An Interview with Winona LaDuke

‘Science for the People’  Vol. 14, No. 5 September-October 1982, p. 24 — 28

Winona LaDuke is an Anishinaabe, in English, known as a Chippewa or Ojibwe Indian who works with a number of native and environmental organizations. A Radcliffe graduate, she currently lives on the White Earth Reservation in Northern Minnesota, where she is working for an end to acid rain, for clean water, and for the secession of the North American wild-rice bowl, which is the Anishinaabe treaty area. She talked with Science for the People about the problems uranium mining has caused native peoples.

SftP: In what ways does uranium mining affect native peoples?

LaDuke: Let’s start with an example. In 1952, the Anaconda Company discovered uranium at the village of Paguate on the Laguna Pueblo Reservation. Two decades later, Anaconda held claim to the largest uranium strip mine operating in the world. The Jackpile Mine provided the people of Laguna Pueblo with a healthy tribal treasury and much-needed employment. Then, in 1981, when the mining cycle inevitably turned from boom to bust, the Anaconda Company decided its job-along with the jobs of the Laguna-was finished. With the closure of the Jackpile Mine, the Laguna people face some stark problems, which, unlike their benefactor, the Anaconda Company, won’t disappear.

In 1973, the Environmental Protection Agency (EPA) came to visit the Laguna Pueblo and found that the Rio Paguate River was contaminated with radiation from the Jackpile Mine, as was most of the groundwater near the village of Paguate.

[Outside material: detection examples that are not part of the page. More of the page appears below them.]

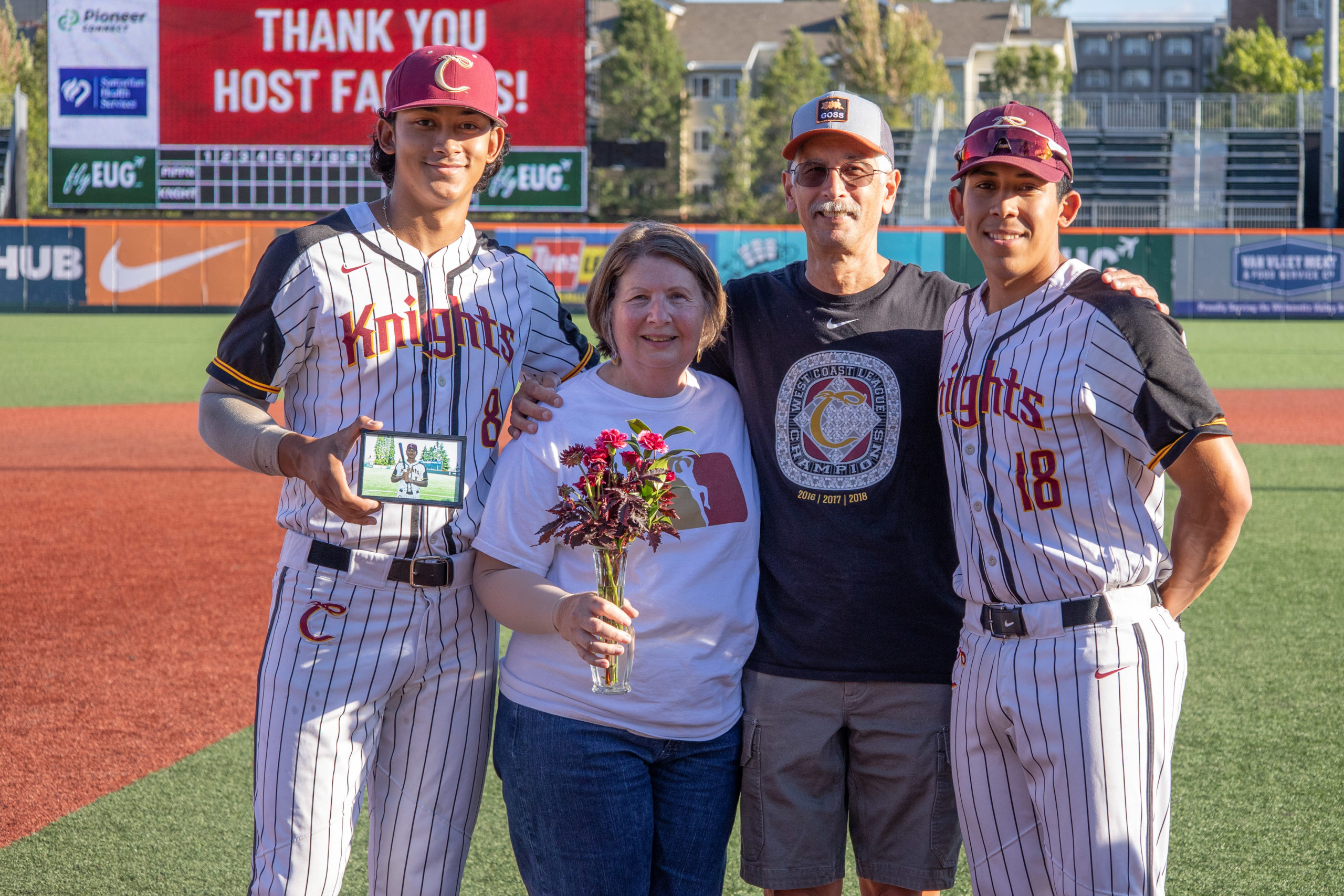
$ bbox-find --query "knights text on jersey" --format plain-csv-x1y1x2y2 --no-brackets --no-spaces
207,204,595,556
938,260,1231,603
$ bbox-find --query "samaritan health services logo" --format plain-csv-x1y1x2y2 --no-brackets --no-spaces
774,352,900,492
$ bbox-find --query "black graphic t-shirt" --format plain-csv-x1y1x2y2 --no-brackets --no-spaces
698,262,968,684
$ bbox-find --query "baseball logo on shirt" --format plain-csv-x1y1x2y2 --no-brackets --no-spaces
774,352,900,492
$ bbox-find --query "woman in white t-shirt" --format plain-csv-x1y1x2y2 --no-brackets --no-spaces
473,223,759,896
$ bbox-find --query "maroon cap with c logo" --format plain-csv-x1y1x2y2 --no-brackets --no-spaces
383,46,508,128
951,102,1074,183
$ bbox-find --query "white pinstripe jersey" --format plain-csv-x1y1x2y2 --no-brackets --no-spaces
938,260,1231,603
207,204,595,556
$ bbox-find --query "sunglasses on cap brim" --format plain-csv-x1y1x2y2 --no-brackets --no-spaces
951,125,1074,177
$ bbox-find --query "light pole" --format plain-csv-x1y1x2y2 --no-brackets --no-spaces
1321,0,1340,227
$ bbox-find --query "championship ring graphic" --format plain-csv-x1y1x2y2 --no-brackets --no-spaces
774,352,900,492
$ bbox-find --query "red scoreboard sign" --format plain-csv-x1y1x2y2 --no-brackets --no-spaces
159,0,586,146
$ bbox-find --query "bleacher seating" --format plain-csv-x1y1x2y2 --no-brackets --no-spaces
888,130,915,222
1224,130,1303,203
1066,130,1172,203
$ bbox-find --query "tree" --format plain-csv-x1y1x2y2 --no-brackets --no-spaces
986,46,1074,94
836,0,951,102
712,28,831,223
593,0,686,218
1210,19,1321,93
0,2,47,215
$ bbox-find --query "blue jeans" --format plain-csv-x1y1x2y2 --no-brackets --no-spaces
495,694,742,896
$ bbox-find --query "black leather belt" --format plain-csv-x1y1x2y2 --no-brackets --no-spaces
980,588,1162,638
308,541,453,588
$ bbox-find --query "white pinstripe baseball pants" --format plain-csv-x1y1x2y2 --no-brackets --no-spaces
951,607,1185,896
250,567,499,896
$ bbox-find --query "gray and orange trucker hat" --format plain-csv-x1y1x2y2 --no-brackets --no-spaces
783,90,897,166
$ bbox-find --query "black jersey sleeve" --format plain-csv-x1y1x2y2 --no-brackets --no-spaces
206,211,353,402
1067,271,1233,469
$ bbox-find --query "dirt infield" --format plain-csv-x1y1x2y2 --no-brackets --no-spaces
0,389,1344,846
1214,389,1344,445
0,404,281,845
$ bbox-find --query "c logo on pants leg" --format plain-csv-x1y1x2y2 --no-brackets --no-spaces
298,600,345,644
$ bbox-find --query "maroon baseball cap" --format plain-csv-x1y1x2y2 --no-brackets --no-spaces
951,102,1074,183
383,46,508,128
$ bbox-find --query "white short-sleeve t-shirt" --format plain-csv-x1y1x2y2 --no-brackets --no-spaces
475,370,761,740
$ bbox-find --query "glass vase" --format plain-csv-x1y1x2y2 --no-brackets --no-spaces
589,548,634,693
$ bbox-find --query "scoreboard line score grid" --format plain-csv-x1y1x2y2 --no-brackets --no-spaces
154,146,387,211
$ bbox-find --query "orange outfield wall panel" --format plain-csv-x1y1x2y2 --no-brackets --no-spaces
82,220,304,308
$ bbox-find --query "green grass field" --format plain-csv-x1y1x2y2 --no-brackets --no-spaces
362,466,457,501
0,315,1344,896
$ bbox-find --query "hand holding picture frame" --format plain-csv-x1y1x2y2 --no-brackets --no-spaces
356,430,466,508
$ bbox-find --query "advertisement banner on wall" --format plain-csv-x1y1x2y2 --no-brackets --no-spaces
1172,231,1344,319
47,0,159,149
47,148,158,208
0,226,85,310
472,148,587,211
48,0,587,211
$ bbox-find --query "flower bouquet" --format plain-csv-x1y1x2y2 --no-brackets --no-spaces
536,420,694,693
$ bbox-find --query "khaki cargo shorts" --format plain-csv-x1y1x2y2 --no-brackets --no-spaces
742,669,961,891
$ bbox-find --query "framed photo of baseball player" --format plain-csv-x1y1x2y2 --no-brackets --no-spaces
356,430,466,508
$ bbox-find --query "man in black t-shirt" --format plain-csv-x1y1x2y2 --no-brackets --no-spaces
511,91,1150,896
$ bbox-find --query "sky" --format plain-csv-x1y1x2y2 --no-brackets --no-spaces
679,0,1227,22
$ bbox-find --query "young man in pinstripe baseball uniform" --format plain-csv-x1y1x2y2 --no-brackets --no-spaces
938,103,1250,896
202,46,593,896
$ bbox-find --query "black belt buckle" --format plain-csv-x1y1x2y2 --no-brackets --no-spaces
985,603,1027,638
406,555,453,588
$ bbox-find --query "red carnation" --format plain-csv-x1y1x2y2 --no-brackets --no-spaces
561,445,587,466
597,430,631,451
638,430,668,454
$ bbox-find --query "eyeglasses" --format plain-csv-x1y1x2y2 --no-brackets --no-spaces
789,161,884,189
953,125,1074,177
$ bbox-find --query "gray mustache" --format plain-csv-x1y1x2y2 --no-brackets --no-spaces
808,199,863,218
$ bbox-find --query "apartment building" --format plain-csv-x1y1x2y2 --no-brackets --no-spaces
1073,19,1227,94
593,0,1077,197
1227,0,1329,59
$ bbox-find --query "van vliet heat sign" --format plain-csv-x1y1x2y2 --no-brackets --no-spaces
1233,238,1344,296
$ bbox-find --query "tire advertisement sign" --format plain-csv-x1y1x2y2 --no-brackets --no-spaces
47,0,587,211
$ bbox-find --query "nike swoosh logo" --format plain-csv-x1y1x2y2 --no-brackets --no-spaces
98,239,247,293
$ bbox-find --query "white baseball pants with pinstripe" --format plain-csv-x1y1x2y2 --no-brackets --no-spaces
951,605,1185,896
250,564,499,896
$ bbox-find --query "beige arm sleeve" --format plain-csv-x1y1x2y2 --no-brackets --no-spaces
196,376,289,476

During a second visit in 1975, the EPA found that, not only in Laguna Pueblo, but throughout the entire mining region of the Southwest the groundwater was heavily contaminated with radiation.

In 1978, when EPA officials returned for the last time, they determined that several of the buildings at the Pueblo were contaminated with radiation. The community center, the Jackpile Housing Project, and the tribal council headquarters had all been constructed with radioactive materials from the mine.

Because of the groundwater contamination, the drinking fountain at a nearby rest stop on highway I-40 has been fitted with a special water purifier, which removes particles of radionuclides. Visitors, people passing through, don’t have to worry about contamination, but the nontransient populations of Acoma, Laguna, and Dine (Navajo) Indians aren’t so lucky.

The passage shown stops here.